There is the seared-Rare Ahi Tuna, wasabi cream, and housemade sesame crackers which made for a nice sashimi-style appetizer although a touch pricey. Pictured below is the Vietnamese lettuce wraps with lemongrass pork filet, mint, lime, and nuoc cham which was a nice, light appetizer with big leafy, flexible lettuce wraps.
Mustard's Grill always has a Truckstop Deluxe option on the menu: "Always meat, usually potatoes, rarely vegetables A.Q." (that's "as quoted" if you're curious) that changes. Our was a ribeye steak in a cabernet reduction and a potato gratin and asparagus. The steak was seared perfectly on the outside, well seasoned, tender, etc., and had a delicious sauce. The potato gratin, I think, might have had gruyere and parmesan. Wife still likes Hurley's aged ribeye better though. But I thought it was about as solid of a meat and potatoes meal as you're going to find.

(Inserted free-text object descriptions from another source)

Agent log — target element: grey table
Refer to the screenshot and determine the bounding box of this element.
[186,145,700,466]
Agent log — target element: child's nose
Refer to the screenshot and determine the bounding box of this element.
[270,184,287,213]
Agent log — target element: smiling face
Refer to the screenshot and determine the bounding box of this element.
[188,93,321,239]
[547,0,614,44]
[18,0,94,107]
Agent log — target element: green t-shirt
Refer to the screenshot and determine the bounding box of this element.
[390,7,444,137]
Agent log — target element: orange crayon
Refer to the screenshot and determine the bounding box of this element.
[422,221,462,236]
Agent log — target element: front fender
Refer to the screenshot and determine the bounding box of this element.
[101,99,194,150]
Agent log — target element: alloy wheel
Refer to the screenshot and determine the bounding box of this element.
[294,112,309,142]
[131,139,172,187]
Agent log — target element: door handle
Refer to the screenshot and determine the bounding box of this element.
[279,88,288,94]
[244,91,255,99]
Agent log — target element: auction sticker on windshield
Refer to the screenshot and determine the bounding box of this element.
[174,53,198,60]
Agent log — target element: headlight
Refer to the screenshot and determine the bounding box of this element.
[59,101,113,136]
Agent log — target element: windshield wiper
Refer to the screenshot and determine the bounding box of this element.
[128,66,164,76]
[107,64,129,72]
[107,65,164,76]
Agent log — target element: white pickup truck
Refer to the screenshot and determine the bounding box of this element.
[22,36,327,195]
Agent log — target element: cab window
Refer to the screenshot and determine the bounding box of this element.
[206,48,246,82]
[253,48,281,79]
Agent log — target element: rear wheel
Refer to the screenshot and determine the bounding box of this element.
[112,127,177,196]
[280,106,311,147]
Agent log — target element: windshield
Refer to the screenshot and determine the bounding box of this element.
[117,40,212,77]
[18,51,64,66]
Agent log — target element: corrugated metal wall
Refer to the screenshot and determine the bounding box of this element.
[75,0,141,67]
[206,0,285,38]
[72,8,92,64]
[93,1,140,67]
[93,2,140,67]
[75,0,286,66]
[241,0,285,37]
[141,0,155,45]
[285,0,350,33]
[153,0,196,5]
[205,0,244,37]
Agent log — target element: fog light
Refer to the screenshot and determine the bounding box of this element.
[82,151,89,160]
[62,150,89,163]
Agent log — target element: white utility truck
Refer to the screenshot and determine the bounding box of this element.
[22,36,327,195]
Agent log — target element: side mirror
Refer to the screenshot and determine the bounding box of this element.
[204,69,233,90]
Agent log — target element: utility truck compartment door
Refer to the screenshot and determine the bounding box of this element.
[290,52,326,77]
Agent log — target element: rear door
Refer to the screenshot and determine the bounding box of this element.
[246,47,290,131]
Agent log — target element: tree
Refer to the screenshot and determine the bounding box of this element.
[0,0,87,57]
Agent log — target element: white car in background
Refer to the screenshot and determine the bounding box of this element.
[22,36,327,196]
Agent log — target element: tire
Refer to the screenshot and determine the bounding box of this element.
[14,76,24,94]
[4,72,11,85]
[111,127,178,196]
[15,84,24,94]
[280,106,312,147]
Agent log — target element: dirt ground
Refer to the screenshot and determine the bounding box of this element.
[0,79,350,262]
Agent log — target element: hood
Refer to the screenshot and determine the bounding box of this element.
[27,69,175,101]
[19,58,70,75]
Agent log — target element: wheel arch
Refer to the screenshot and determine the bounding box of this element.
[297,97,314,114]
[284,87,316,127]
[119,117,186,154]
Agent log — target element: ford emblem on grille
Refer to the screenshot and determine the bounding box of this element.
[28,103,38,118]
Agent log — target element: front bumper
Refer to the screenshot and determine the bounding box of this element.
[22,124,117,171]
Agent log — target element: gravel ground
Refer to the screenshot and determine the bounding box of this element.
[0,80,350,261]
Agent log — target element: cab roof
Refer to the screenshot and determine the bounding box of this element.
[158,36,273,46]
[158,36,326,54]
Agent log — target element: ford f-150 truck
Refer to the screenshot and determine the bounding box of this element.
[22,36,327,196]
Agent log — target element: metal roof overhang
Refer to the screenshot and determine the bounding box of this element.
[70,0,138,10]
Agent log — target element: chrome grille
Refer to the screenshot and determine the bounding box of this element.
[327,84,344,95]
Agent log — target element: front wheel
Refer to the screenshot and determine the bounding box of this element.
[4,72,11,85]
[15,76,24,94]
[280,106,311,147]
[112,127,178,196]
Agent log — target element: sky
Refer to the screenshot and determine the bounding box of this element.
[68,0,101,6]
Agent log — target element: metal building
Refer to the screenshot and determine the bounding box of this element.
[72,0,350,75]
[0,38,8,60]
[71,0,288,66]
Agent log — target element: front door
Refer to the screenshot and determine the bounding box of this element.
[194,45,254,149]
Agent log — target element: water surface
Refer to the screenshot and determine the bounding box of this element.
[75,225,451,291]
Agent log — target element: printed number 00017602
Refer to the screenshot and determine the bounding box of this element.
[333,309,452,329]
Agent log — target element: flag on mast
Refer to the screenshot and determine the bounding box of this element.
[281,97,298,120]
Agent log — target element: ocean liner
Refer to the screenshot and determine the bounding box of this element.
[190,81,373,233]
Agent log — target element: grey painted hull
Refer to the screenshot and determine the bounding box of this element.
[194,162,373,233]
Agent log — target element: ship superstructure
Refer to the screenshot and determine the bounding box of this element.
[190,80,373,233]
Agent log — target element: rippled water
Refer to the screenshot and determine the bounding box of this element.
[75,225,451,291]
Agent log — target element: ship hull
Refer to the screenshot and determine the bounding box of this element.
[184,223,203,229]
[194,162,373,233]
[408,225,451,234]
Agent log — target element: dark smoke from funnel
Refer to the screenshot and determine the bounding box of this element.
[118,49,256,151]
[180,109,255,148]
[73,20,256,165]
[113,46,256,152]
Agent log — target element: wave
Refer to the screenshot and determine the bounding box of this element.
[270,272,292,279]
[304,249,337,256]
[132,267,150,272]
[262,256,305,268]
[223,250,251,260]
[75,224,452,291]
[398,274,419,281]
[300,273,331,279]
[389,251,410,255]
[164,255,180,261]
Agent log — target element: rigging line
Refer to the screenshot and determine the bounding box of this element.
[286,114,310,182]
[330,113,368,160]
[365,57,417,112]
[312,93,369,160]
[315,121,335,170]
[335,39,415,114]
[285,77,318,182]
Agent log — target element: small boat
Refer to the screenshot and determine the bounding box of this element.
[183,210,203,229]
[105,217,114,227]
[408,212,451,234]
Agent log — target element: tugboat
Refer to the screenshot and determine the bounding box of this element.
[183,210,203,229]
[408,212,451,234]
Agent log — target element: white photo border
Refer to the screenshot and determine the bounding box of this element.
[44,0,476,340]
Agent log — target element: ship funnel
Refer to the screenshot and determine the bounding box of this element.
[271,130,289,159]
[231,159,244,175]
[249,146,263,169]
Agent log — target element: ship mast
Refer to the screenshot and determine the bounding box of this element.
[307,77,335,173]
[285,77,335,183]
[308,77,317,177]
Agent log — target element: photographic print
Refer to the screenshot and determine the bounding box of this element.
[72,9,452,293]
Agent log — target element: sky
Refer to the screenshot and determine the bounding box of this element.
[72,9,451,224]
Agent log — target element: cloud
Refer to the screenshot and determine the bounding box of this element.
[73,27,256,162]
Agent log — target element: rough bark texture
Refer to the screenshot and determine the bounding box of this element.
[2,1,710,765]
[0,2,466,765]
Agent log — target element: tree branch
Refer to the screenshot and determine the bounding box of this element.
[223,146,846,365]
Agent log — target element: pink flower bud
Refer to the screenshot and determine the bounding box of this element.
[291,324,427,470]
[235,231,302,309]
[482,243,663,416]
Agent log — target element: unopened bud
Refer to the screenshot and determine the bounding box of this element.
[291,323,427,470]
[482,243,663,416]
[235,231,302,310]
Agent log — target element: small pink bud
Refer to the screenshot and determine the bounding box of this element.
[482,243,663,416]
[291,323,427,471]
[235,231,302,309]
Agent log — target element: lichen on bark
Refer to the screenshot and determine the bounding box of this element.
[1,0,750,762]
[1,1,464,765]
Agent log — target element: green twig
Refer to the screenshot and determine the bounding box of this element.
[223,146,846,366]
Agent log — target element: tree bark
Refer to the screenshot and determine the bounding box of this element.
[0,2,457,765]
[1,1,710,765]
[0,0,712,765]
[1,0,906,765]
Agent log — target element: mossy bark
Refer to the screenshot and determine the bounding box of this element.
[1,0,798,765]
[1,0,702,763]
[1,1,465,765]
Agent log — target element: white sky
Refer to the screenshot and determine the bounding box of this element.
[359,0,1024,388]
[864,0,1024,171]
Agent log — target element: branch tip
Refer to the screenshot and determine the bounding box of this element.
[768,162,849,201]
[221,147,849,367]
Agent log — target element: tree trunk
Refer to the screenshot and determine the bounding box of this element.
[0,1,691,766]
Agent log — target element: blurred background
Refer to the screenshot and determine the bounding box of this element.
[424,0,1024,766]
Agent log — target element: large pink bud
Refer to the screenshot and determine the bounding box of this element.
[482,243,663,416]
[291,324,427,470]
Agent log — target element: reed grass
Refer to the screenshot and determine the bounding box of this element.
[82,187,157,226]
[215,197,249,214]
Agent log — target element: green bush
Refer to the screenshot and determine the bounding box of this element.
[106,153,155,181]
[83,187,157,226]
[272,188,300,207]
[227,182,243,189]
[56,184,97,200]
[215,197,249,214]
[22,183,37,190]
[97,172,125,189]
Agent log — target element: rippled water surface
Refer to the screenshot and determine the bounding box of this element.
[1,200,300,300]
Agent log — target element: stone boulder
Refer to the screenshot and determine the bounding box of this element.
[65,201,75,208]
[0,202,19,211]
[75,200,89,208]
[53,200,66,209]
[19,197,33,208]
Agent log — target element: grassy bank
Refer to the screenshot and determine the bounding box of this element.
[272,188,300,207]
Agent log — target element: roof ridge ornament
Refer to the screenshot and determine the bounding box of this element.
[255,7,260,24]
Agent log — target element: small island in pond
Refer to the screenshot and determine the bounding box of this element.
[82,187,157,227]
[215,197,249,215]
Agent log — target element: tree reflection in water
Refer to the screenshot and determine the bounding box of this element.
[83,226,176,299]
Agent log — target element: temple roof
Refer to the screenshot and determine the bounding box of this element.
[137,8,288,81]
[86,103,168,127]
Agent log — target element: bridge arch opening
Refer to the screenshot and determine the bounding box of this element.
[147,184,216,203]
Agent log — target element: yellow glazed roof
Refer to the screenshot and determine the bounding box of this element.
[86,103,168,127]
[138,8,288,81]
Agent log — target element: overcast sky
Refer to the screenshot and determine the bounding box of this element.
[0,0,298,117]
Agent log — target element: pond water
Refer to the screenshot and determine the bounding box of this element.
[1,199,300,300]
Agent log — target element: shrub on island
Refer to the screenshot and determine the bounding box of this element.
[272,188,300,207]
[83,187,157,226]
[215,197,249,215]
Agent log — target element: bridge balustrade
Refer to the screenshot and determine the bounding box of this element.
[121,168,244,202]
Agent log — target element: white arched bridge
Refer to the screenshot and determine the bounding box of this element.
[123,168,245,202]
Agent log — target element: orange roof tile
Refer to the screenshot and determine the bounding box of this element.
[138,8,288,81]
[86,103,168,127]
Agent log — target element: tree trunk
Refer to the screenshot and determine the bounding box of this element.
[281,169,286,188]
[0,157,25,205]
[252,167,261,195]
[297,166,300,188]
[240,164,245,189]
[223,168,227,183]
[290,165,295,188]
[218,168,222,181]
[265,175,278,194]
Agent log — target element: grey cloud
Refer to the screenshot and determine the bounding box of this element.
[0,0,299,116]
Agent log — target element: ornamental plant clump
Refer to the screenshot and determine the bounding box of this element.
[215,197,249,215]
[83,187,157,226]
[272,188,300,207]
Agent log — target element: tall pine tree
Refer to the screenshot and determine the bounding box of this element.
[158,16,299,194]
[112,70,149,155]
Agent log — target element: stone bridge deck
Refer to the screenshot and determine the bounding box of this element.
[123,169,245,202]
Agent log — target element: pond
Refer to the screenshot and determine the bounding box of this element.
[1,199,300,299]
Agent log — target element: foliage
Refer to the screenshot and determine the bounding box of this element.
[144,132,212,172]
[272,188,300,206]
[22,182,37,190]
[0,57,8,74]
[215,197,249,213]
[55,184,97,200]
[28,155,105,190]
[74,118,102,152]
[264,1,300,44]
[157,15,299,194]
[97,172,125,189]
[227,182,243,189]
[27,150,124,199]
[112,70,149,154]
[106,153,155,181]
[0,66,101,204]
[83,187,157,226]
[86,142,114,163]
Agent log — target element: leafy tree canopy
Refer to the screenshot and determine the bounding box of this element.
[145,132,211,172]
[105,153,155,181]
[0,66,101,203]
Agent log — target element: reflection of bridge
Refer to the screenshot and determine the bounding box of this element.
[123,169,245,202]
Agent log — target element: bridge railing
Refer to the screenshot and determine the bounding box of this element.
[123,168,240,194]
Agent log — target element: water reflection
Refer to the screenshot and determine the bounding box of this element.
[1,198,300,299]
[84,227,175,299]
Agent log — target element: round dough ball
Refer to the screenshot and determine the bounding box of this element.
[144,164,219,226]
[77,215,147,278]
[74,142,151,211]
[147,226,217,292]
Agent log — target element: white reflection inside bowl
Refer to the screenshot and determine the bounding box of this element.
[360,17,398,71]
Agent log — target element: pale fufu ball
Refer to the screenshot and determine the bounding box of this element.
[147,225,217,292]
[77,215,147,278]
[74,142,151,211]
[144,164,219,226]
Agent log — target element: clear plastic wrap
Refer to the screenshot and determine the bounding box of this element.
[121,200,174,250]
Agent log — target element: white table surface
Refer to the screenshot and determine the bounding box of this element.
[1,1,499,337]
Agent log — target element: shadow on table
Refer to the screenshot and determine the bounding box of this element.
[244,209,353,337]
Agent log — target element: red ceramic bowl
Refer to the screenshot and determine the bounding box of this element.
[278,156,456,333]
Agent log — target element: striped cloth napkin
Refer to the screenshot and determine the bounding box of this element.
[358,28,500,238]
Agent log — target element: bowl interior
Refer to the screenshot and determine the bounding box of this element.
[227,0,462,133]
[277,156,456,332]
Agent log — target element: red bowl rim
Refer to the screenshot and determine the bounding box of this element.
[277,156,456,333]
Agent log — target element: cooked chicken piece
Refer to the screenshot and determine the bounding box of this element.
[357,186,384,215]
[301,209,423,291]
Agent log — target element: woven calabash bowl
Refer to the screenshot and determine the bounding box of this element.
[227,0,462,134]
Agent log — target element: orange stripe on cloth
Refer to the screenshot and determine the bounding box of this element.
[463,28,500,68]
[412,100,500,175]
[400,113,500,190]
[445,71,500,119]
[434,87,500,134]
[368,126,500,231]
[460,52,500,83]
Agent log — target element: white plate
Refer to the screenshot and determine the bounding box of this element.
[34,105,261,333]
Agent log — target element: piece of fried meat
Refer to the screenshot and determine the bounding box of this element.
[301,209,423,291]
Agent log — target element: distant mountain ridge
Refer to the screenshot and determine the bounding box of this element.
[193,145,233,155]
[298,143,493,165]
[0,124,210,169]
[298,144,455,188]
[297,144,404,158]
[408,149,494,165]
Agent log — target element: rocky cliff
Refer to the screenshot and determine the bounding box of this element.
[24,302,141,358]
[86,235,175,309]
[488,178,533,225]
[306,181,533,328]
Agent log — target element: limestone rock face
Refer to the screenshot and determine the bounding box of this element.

Here's the Chipotle-rubbed Quail with honey roasted cippolini onions and a dried cherry-Pedro Ximenez sauce. The quail itself was delicious. Tender, moist, well-seasoned, well cooked, etc, and the dried cherry sauce was interesting. Gave it a tart sour combination that I thought went well with the quail. Wasn't that keen on the side of onions and lettuce which was just sort of there.
There are some misses. I had one friend complain that the grilled hanger steak with sweet onion jam, and watercress sauce was just so-so and overpriced at $22.
More often than not, we like Cindy Pawlcyn's restaurants' desserts. Their flagship dessert for Mustard's Grill is probably their key lime pie which we haven't gotten around to yet. We did have their "Jack Daniels' chocolate pecan cake" which was a lighter dessert than you'd think, but it wasn't as exciting as it sounded though although the cacao bits on top were a nice touch.
Mustard's Grill setting and service
Mustard's Grill tries to go for the truck stop ambiance with the cutesy road signs at the entrance and the long square building layout, but the inside has a lot of deep brown earth and wood tones that are fairly common in the area although it swing a bit more towards a bar / tavern feel than say an metropolitan one. Since it's fairly small and well-known, you'll definitely want reservations as Mustard's is frequently crowded. Service overall is usually fine. Professional but more on the casual and friendly side with some chattier than others. Since the crowds can be pretty thick sometimes, you can occasionally get lost in the shuffle.
Price of our meal
We've had meals ranging from $120 (2 glasses of wine, entrees, appetizer with tax & tip) and dinners at around $175 (half bottle, appetizer, 2 entrees, dessert with tax & tip).
Although we like eating at Mustard's overall, the food does seem a bit on the pricey end for the type of food. The food is fine and everything and in some cases, very tasty, but with a lot of appetizers starting in the $11+ range and entrees starting at $22+, the tourist premium is more noticeable than at other restaurants.